September 2020 employment law decisions
Case alleging employer’s confidentiality agreement violates employees’ speech may proceed.
September 21, 2020, First District Court of Appeal, John Doe v. Google, Inc.: current and former employees of Google sued the company under the Private Attorneys General Act of 2004 (PAGA) alleging its confidentiality policies restricted their whistleblower rights and free speech in violation of California law. The trial court dismissed the case (demurrer) on grounds the National Labor Relations Act preempts the employees’ claims. The appellate court concluded that although many of the employee’s claims relate to conduct with the scope of the NLRA, the claims fall within the local interest exception to preemption.
Employees denied pay for rest periods cannot recover damages under more than one law.
September 11, 2020, Third District Court of Appeal, Alfredo Sanchez et al. v. Miguel A. Martinez: Five farm laborers filed suit against their former employer alleging violations of various labor laws.

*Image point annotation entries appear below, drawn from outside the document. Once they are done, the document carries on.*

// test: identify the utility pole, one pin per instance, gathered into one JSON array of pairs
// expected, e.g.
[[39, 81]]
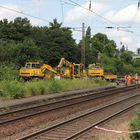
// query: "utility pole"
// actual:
[[83, 45], [138, 4]]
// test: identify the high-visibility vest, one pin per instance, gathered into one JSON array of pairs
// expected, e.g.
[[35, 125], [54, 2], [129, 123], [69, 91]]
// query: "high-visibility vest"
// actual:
[[136, 77]]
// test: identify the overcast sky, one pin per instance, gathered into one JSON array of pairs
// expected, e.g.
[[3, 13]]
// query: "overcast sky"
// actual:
[[102, 14]]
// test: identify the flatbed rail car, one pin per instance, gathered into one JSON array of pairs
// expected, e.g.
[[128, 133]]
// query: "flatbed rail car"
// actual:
[[110, 77]]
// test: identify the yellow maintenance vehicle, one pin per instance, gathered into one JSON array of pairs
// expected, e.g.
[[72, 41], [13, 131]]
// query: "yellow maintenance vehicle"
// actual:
[[35, 70], [97, 70], [71, 70]]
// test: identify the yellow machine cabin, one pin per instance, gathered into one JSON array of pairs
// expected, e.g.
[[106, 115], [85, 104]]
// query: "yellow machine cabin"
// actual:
[[35, 70], [95, 70]]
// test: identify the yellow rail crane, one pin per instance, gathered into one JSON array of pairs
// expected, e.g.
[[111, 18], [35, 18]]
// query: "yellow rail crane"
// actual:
[[72, 70], [35, 70], [97, 70]]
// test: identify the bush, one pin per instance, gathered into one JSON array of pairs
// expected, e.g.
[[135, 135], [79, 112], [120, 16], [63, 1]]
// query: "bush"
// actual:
[[12, 89], [135, 126]]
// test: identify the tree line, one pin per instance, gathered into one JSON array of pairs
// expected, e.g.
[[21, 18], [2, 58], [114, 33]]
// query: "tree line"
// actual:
[[21, 42]]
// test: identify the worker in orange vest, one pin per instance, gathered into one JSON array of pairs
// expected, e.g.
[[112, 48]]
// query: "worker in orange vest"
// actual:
[[136, 78], [48, 76], [129, 79], [125, 79]]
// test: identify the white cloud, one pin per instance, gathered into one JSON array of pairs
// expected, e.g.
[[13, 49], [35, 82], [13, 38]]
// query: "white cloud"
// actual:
[[79, 13], [31, 9], [124, 38], [127, 15]]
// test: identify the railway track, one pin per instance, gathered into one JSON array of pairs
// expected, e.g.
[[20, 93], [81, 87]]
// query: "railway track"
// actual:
[[73, 127], [20, 114], [45, 100]]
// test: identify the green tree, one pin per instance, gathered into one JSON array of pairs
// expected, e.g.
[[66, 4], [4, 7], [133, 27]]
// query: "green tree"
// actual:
[[135, 126]]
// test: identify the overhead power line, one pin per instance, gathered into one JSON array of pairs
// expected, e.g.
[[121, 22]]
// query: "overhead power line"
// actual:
[[21, 12], [94, 13]]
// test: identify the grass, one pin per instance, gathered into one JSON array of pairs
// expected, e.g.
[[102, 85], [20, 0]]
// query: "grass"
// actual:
[[14, 89]]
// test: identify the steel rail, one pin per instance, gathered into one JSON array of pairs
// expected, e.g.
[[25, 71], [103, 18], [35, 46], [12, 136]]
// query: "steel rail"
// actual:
[[60, 125], [70, 103], [74, 136]]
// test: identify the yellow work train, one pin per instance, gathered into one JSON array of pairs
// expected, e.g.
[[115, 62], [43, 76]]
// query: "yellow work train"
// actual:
[[97, 70]]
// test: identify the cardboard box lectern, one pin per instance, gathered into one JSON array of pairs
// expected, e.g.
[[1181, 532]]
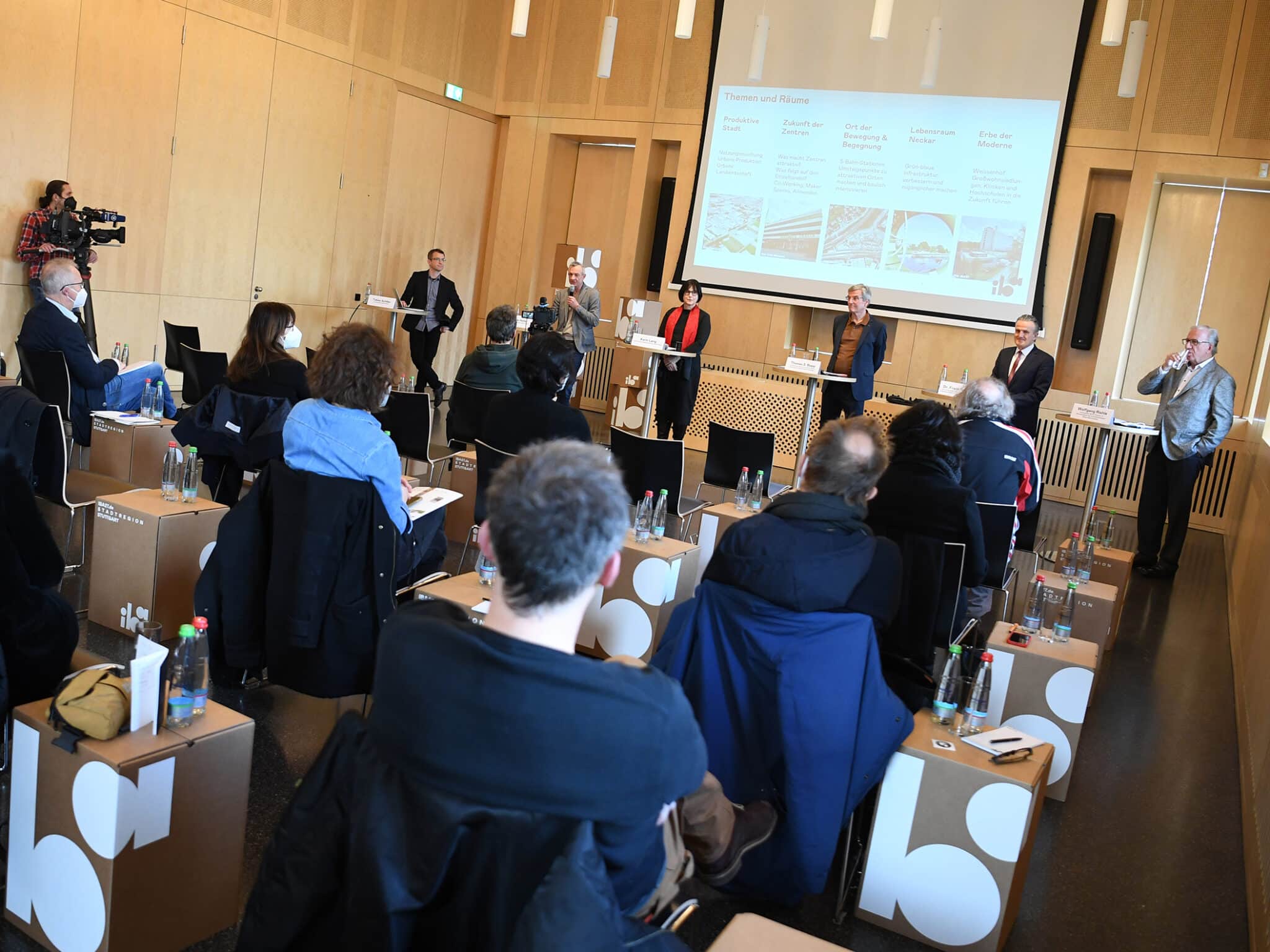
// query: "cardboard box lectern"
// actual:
[[133, 844], [146, 557]]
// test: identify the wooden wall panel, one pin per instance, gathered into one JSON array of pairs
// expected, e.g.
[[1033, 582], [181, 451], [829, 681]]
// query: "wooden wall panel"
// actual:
[[685, 69], [259, 15], [630, 92], [324, 27], [27, 162], [360, 219], [300, 191], [429, 43], [121, 138], [223, 115], [523, 63], [1192, 76], [479, 37], [573, 56], [1100, 117], [1248, 115], [463, 209]]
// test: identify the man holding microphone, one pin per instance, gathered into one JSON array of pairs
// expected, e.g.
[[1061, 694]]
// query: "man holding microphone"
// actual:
[[575, 315]]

The case went to trial and the trial court awarded $416 in damages and $17,775 in civil penalties based on the employer’s failure to pay the employees for time they spent on authorized rest periods. The appellate court rejected the employees’ argument that they were entitled to damages equal to the minimum wage for time spent on rest periods plus an additional hour of pay for each rest period. Although either recovery is authorized by separate laws, recovery under both would be a double recovery for the same harm.